Bulan Februari 12 tahun yang lalu, para pejabat DKI Jakarta resah karena pelayanan air minum di Jakarta tidak memenuhi standar internasional. Jalur pipanya juga tidak mampu melayani seluruh wilayah Jakarta.
Karena itu, Pemerintah Provinsi DKI Jakarta menggandeng dua perusahaan pengolah air, yaitu Suez International dari Perancis yang membentuk Palyja yang melayani sisi barat Sungai Ciliwung dan Thames dari Inggris yang membentuk Thames PAM Jaya (TPJ) yang melayani sisi timur.
Kedua mitra PAM Jaya dibebani target melayani seluruh wilayah Jakarta dan memproduksi air yang siap minum. Pada 1998, rasio cakupan pelayanan PAM Jaya di barat Sungai Ciliwung hanya 33,8 persen dari jumlah penduduk di wilayah itu. Jumlah sambungan hanya 200.023 unit dan tingkat kehilangan air 59,6 persen.
Selama 12 tahun, Palyja mengeluarkan dana lebih dari Rp 1,355 triliun untuk mengganti dan memasang pipa baru sepanjang 1.700 kilometer dari 5.000 km pipa yang ada. Selain itu, Palyja menekan kebocoran semaksimal mungkin, menambah pompa untuk memperkuat tekanan, memperbesar pasokan kepada pelanggan besar, dan menyediakan air bersih ke wilayah yang tidak terlayani dengan menyediakan hidran umum.
Hasilnya, pada akhir 2009 jumlah pelanggan naik menjadi 412.456 unit (106 persen) dan rasio cakupan pelayanan naik menjadi 63,9 persen dari 4,5 juta penduduk. Tingkat kehilangan air turun 15,7 persen menjadi 43,9 persen dalam 12 tahun.
Wilayah timur
Di sisi timur Sungai Ciliwung, pada tahun 1998 rasio cakupan pelayanan PAM Jaya hanya 52 persen. Jumlah sambungan hanya 278.083 unit dan tingkat kehilangan air 58,74 persen. Seperti di wilayah barat, air PAM Jaya di wilayah timur juga tidak dapat diminum langsung dari keran pelanggan dan tidak dapat diandalkan selama 24 jam.

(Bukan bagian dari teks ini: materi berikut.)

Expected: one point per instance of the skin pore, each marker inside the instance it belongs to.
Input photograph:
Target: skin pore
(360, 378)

Selama 12 tahun, TPJ lalu berganti nama PT Aetra Air Jakarta yang memasang pipa baru sepanjang 1.288 km menjadi 5.688 km dengan total investasi Rp 1,118 triliun. PT Aetra Air Jakarta yang masuk pada 2008 itu menggenjot penurunan kebocoran menjadi 48,6 persen dalam dua tahun dengan operasi antisambungan ilegal dan pembentukan distrik meter area untuk memantau air masuk dan keluar. Sebanyak 418.516 unit meteran air pelanggan kecil dan 7.885 unit meteran air pelanggan besar diganti agar pencatatan lebih akurat.

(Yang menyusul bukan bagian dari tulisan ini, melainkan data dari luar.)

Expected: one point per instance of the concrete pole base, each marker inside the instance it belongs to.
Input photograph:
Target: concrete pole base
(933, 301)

Hasilnya, jumlah pelanggan naik menjadi 382.693 sambungan dan rasio cakupan pelayanan mencapai 59,67 persen. Di kedua wilayah itu, jumlah pelanggan yang sering mengeluh turun dari 11 persen menjadi 2 persen pada kurun waktu 12 tahun.
Kelemahan
Namun, di sisi lain juga harus diakui bahwa tingkat kebocoran dari dua mitra swasta itu tetap tinggi karena pipa tua maupun sambungan ilegal dan tercemar. Dampaknya, air yang diterima pelanggan tidak dapat langsung diminum, terkadang keruh, dan berwarna kekuningan.
Masalah lain, belum seluruh wilayah Jakarta terlayani jaringan pipa untuk air bersih. Selain itu, masih banyak wilayah yang sudah memiliki jaringan pipa tetapi pasokan airnya tidak sampai 24 jam sehari dan tidak tujuh hari seminggu.
Di wilayah Palyja (selatan, barat, dan utara) maupun Aetra, (selatan dan utara) masih ada yang belum terlayani. Sebagian warga Jakarta Selatan, pelanggan Palyja maupun Aetra menolak berlangganan air karena air sumur dangkalnya masih layak dikonsumsi. Sementara yang di utara ada yang belum terlayani dengan baik karena kekurangan pasokan air baku.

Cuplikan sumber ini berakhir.